Bunkers, Bandits and Brother Leon
Review of EFC Book 3: Brother Leon
By Tom Pahlow
Book 3 of Earths Final Chapter, Brother Leon by Nathan Banks and illustrated by John Hawkins, Is a classic tale of adventure. It's one of those stories of serendipity that leads a curious monk across the world and embroils him in the plots and machinations of a larger world. A world beautifully illustrated by Hawkins and made even more immersive by his art.
Brother Leon is an eccentric old monk who drags his young counterpart into an excavation below the monastery. His discovery flips his role from curious old man to reluctant compatriot as he is taken in as advisor to an emperor, sent across the world on a dangerous mission and drinks constantly. His unique way of thinking and knowledge is tested again and again as he navigates political plots, bandits and mysterious creatures alike.
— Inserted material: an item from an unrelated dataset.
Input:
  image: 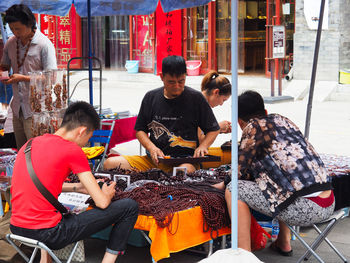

Throughout the book, Banks uses imagery to perfectly set the scene. Whether it be the peaceful monastery with muttering monks, the capital city of a fledgling empire or a terrifying old-world ruin with horrifying inhabitants. Each of these unique regions and settings is described almost poetically and given a life of its own, suggesting a deeper history and vivacity.
Banks takes us galivanting through the world of EFC with Brother Leon, exploring the neo-European Alliance, the ruins of old Europe and off to the little Island of England. The decline of Europe is shown in contrast as we see places like the chambers of the emperor and then the wilds of the Northern Isles.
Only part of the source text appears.